Select product categories like apparels, vehicles and parts, furniture, organic chemicals and some food products like shrimp – which account for billions of dollars of exports -- will now face high tariffs entering the US market.
Trump's additional 25% tariff followed after over a week of criticism focused on New Delhi's continued purchases of Russian energy. Washington has sought to increase economic pressure on Russia to negotiate an end to the Ukraine war by restricting Moscow's oil export revenues. India is Russia's second largest market for oil exports after China. In 2024, China purchased Russian oil worth $62.6 billion, followed by India's purchases to the tune of $52.7 billion.
In the order, the US president also specified that he may – in the 21 days before the order takes effect – change the levy if 'if another country retaliates against the United States in response to this action, or if the government of the Russian Federation or a foreign country impacted by this order takes significant steps to address the national emergency and align sufficiently with the United States on national security, foreign policy, and economic matters.'
In other words, Trump held out both a threat that he could ratchet up the levy or pare it back, depending on any retaliation or changes to Russia's stance in the war against Ukraine. Trump has set an August 8 deadline for Russia to agree to a Ukraine truce deal.

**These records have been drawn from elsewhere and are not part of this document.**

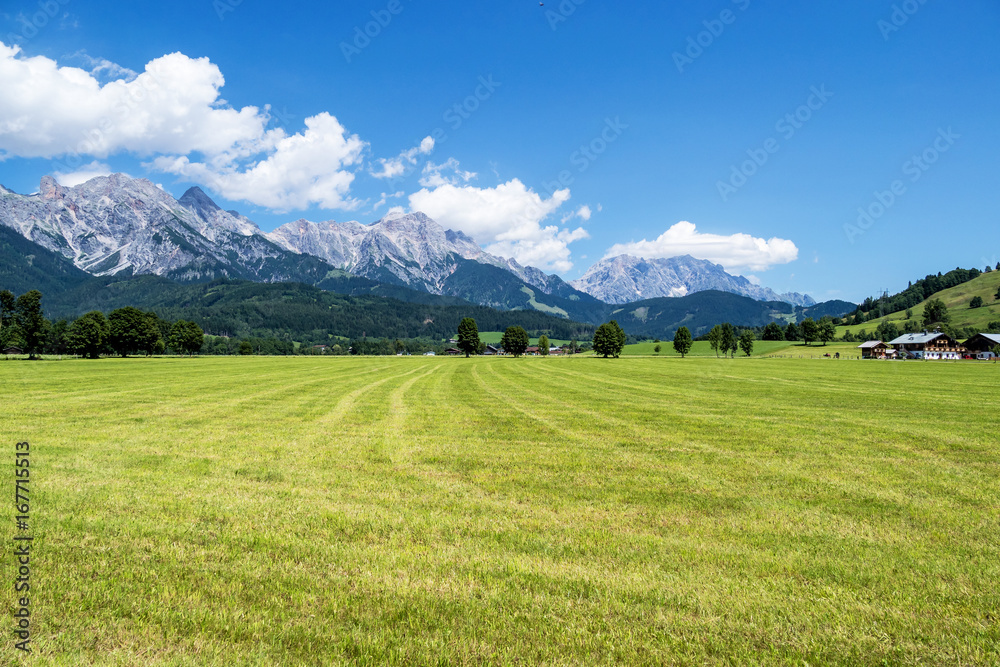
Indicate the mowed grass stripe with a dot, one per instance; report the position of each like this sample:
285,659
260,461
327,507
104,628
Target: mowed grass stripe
461,511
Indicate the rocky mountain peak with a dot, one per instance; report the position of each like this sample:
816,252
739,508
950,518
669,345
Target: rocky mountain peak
624,278
196,200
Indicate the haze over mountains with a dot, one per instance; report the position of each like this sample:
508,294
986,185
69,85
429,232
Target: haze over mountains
116,225
624,279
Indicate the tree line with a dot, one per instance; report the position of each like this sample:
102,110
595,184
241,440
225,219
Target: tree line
124,332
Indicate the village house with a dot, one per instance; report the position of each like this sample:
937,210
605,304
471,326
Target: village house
933,345
982,345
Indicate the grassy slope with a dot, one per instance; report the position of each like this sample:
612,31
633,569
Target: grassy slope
957,299
237,511
493,338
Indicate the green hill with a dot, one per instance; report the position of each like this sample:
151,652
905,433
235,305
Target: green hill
957,299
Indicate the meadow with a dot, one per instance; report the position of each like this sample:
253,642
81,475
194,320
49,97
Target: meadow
559,511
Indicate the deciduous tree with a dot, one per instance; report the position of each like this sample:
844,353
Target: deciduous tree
730,341
827,330
132,331
809,330
514,340
715,338
682,341
609,339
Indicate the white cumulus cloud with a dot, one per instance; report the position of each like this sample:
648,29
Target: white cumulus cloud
734,252
83,174
299,170
172,113
448,173
507,219
399,165
50,111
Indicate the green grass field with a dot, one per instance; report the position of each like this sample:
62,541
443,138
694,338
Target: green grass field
493,338
761,348
561,511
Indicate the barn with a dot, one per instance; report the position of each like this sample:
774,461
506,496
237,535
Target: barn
933,345
875,349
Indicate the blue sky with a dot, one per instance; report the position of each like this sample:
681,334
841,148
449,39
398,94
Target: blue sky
555,133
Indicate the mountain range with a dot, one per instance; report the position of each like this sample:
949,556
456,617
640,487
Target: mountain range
624,279
119,226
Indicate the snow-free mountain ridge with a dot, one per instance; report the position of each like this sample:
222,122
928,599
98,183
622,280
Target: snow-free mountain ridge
115,224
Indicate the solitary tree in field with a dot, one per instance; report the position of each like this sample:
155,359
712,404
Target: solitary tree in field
887,331
186,337
682,341
809,330
514,341
132,331
28,317
468,336
827,330
730,341
609,339
88,335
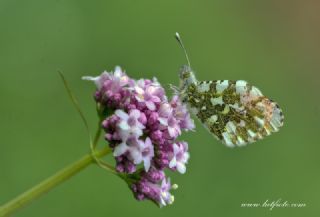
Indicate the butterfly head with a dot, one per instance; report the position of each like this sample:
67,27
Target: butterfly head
186,76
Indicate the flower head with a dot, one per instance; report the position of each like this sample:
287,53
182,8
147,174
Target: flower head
143,132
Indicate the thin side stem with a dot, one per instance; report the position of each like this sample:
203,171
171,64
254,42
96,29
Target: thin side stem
51,182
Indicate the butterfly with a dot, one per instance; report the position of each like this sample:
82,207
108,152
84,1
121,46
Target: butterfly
235,112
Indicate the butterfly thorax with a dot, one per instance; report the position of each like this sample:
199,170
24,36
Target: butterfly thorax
187,79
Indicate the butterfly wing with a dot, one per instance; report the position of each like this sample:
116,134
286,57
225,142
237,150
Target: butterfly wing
235,112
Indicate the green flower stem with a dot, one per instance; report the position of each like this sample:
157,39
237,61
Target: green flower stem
51,182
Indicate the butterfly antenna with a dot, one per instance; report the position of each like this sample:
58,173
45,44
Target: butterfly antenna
177,36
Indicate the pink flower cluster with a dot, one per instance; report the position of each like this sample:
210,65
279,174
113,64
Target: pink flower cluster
143,131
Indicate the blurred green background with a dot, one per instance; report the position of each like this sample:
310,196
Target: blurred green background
272,44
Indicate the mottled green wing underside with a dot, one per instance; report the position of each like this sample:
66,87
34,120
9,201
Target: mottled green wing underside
236,112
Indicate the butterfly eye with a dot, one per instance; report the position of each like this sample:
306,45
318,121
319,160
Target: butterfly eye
185,72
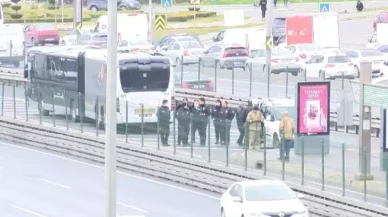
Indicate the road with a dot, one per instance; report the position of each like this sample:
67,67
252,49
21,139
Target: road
42,184
333,161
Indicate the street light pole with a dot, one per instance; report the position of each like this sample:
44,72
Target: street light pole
110,123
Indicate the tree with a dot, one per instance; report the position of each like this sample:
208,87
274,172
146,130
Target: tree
16,7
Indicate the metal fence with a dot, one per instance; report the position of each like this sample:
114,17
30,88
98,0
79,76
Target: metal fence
332,170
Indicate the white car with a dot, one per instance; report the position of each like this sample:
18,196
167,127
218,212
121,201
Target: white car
375,56
282,60
190,50
262,198
329,66
272,110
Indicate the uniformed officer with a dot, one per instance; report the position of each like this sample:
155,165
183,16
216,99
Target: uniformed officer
286,130
240,114
183,116
164,116
255,121
216,119
226,116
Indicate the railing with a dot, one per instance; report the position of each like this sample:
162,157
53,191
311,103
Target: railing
204,175
235,101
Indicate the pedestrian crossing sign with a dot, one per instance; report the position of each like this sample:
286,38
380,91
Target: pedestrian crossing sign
324,7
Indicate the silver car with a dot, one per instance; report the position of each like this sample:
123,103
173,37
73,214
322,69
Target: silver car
189,50
225,56
282,60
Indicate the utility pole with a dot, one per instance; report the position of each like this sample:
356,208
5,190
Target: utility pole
111,95
269,39
364,170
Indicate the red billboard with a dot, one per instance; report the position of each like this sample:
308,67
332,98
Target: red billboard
299,30
313,111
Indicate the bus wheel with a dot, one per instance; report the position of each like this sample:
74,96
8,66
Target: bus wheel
73,112
41,109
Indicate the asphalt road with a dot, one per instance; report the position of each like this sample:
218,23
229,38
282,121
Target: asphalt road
41,184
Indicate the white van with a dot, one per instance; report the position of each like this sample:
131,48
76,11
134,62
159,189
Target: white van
129,26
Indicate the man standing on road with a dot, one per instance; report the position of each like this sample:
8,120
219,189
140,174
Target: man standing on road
216,119
183,116
240,114
255,121
164,116
286,130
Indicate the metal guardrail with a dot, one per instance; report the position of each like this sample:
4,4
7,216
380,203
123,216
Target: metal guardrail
192,172
234,101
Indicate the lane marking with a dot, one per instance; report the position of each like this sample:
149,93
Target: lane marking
119,172
131,207
54,183
27,211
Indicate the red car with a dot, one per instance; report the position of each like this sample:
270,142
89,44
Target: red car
41,34
381,18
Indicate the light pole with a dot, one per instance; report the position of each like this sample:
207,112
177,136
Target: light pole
110,123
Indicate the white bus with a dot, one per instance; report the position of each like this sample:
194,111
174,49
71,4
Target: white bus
76,77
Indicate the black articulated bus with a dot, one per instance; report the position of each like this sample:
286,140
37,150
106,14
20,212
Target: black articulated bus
73,79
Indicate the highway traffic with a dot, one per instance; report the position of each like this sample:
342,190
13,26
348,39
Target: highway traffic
42,184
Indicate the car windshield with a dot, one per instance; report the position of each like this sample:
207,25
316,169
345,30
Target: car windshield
338,59
280,109
371,53
191,45
269,193
45,26
308,47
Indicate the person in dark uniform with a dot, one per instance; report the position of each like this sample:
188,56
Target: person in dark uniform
240,114
164,116
226,117
216,119
183,116
263,6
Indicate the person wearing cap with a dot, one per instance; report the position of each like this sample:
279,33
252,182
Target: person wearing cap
240,114
286,130
164,117
183,116
255,121
226,117
215,114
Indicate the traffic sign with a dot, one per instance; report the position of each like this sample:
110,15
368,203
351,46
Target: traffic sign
160,22
268,43
195,2
79,28
324,7
166,3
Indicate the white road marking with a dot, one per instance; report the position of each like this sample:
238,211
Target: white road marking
54,183
27,211
131,207
122,173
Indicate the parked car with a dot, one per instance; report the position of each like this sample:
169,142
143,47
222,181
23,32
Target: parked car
225,56
283,60
329,66
381,18
189,80
102,5
375,56
190,50
86,38
41,34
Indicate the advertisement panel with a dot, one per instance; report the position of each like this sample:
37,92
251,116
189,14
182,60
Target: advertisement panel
313,108
299,30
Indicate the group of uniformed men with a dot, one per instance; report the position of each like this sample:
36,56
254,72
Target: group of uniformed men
194,117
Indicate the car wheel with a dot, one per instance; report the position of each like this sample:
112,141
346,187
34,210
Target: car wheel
275,141
94,8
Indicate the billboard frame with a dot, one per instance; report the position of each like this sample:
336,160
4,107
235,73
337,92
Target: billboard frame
299,85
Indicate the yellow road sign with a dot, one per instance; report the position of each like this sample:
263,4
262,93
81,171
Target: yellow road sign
160,22
268,42
79,28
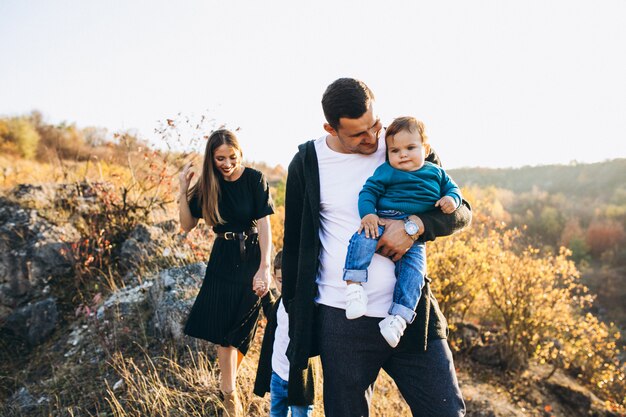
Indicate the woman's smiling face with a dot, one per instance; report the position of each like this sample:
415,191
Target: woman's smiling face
227,160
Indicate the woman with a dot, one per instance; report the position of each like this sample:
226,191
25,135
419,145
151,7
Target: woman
234,200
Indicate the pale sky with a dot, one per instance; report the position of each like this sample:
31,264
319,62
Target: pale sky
498,83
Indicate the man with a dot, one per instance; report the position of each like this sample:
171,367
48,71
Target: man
321,214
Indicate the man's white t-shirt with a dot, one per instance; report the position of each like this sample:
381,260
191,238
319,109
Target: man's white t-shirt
280,363
342,177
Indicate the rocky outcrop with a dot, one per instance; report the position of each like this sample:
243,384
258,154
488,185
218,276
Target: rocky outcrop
32,252
34,322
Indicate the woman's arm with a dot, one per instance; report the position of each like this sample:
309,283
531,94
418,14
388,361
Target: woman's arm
261,281
187,221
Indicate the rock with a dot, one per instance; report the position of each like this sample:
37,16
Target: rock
22,401
145,242
34,322
32,252
125,303
172,297
119,385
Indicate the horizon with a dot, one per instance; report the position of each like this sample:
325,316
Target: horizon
498,85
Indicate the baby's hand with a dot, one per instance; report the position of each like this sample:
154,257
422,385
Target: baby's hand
447,204
370,223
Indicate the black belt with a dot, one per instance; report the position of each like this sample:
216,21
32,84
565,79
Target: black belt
240,236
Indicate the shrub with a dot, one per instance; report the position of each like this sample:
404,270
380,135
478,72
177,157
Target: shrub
21,133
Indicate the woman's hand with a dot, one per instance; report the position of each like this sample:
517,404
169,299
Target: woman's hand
185,177
261,281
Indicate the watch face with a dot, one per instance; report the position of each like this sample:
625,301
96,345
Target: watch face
411,228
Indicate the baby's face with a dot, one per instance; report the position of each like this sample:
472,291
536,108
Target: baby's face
406,151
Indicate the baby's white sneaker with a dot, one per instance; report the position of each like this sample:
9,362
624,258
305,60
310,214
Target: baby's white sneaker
392,329
356,301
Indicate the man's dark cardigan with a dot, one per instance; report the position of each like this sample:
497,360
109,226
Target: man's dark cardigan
301,385
300,263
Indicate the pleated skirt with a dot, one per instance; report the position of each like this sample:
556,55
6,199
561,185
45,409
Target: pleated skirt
225,313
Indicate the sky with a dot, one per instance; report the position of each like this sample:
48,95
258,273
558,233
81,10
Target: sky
497,83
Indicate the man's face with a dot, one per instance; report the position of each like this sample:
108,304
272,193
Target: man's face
358,135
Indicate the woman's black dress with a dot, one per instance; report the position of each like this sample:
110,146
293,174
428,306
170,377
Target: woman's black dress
226,309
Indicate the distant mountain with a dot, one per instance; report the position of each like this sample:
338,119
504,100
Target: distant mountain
591,180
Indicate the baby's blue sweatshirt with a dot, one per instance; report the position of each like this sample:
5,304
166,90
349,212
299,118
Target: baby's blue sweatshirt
410,192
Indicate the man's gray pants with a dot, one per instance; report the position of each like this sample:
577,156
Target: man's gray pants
353,353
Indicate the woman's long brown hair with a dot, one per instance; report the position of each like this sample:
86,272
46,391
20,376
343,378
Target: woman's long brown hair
208,186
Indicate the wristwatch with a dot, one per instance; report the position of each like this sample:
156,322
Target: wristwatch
411,229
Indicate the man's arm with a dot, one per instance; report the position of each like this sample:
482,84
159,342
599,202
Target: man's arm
395,242
294,199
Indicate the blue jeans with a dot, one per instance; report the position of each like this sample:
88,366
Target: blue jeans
278,400
410,269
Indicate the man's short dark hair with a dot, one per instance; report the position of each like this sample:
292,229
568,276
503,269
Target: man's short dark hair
346,97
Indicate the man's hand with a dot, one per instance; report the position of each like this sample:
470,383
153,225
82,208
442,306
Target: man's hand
446,204
394,242
370,223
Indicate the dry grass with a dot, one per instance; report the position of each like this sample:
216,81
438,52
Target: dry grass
188,385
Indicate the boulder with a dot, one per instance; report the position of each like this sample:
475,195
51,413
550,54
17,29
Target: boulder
172,296
34,322
32,252
144,243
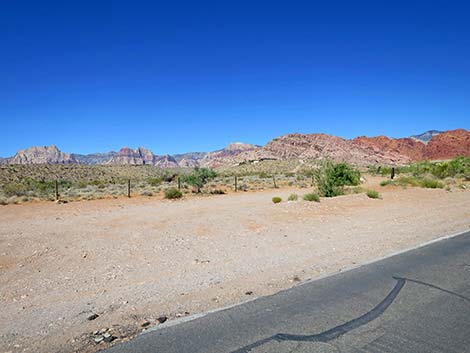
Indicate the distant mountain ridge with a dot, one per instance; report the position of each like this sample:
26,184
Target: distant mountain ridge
362,150
426,136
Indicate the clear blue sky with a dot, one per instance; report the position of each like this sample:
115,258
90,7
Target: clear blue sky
178,76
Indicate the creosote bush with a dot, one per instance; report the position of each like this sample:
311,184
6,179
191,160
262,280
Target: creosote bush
173,193
312,197
199,177
331,177
276,199
373,194
293,197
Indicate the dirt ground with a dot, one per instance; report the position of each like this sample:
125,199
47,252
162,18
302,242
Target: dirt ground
132,261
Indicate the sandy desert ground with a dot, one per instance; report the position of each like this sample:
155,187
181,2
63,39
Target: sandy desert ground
132,261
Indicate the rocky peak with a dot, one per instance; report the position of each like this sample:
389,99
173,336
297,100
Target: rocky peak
139,156
42,155
448,144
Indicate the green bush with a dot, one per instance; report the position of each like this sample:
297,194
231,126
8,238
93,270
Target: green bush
373,194
293,197
155,181
173,193
331,177
217,192
199,177
312,197
277,199
386,182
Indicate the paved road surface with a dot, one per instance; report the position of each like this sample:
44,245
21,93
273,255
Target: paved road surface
418,301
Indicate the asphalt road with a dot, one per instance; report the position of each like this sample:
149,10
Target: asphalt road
418,301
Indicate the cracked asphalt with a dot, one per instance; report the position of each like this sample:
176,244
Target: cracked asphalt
416,301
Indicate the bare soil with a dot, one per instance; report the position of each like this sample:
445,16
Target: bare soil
135,260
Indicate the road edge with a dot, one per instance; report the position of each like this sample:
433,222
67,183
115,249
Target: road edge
192,317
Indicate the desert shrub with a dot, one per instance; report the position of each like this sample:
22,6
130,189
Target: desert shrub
242,187
386,182
276,199
311,197
331,177
14,189
373,194
199,177
173,193
217,192
431,183
293,197
264,175
155,181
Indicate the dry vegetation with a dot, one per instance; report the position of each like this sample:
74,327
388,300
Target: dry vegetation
23,183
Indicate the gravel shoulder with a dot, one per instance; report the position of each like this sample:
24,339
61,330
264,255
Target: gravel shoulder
133,261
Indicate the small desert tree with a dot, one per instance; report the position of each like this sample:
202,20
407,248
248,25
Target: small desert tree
199,177
332,177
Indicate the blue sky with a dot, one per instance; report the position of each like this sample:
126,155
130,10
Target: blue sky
179,76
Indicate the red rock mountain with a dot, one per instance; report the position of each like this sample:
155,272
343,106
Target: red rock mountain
409,147
321,147
361,150
142,156
445,145
138,156
448,145
41,155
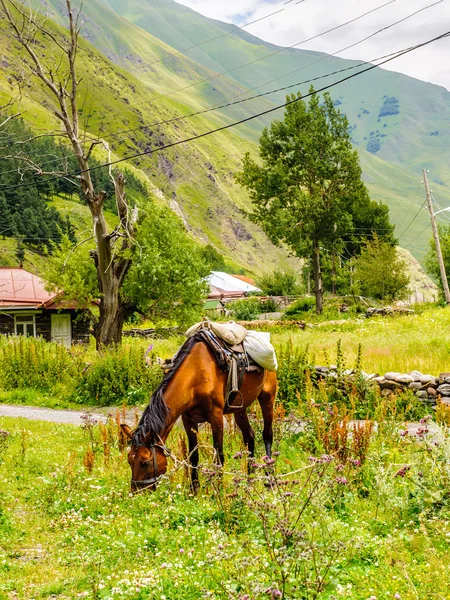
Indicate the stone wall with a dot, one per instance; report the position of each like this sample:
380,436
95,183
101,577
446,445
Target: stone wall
426,387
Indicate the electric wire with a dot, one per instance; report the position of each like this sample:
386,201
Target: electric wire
241,121
343,49
219,106
270,54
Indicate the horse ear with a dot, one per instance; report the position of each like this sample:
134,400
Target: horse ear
127,430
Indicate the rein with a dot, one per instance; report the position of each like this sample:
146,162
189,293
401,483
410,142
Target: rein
155,477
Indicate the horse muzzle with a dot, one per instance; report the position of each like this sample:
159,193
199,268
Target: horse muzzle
144,484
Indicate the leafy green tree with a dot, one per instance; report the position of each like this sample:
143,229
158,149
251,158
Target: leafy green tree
165,280
8,226
380,273
431,263
279,283
308,186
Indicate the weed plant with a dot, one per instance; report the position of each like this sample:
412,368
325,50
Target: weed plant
36,364
118,375
342,510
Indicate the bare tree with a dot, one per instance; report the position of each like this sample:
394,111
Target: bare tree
61,83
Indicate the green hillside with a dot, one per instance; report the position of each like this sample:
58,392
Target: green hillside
196,180
398,123
411,133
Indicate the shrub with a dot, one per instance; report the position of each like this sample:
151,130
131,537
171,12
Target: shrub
301,305
280,283
117,376
36,364
246,309
291,374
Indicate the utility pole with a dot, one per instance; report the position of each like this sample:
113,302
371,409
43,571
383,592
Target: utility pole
436,239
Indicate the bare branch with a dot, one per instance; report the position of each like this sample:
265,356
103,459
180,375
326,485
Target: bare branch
8,118
91,237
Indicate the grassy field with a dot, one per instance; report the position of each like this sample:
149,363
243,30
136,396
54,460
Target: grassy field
403,343
388,344
368,520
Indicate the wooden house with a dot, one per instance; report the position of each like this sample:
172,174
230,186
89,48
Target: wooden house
26,308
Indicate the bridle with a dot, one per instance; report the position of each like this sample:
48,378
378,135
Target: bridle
153,480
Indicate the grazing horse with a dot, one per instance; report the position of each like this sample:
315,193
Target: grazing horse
194,388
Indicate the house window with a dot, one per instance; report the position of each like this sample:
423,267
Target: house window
25,325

'There's a higher chance that India will find loopholes to concede the agri/soybean access the US has been asking for, than there is for India to halt oil purchases from Russia due to external pressure. Either way, it is unlikely that a decision will be taken on either front as long as Parliament is in session. Momentum on real solutions shouldn't be expected before August 20,' says Prerna Bountra, Deputy Director at the Ananta Aspen Centre, a New Delhi-based think tank.
The rising tensions between India and the United States have also spiralled into a political controversy, with Opposition parties objecting to the government's handling of ties with America.
Congress leader Rahul Gandhi called the move 'economic blackmail' by the US to bully India into an unfair trade deal, adding Prime Minister Narendra Modi should not let Indian interests be overridden.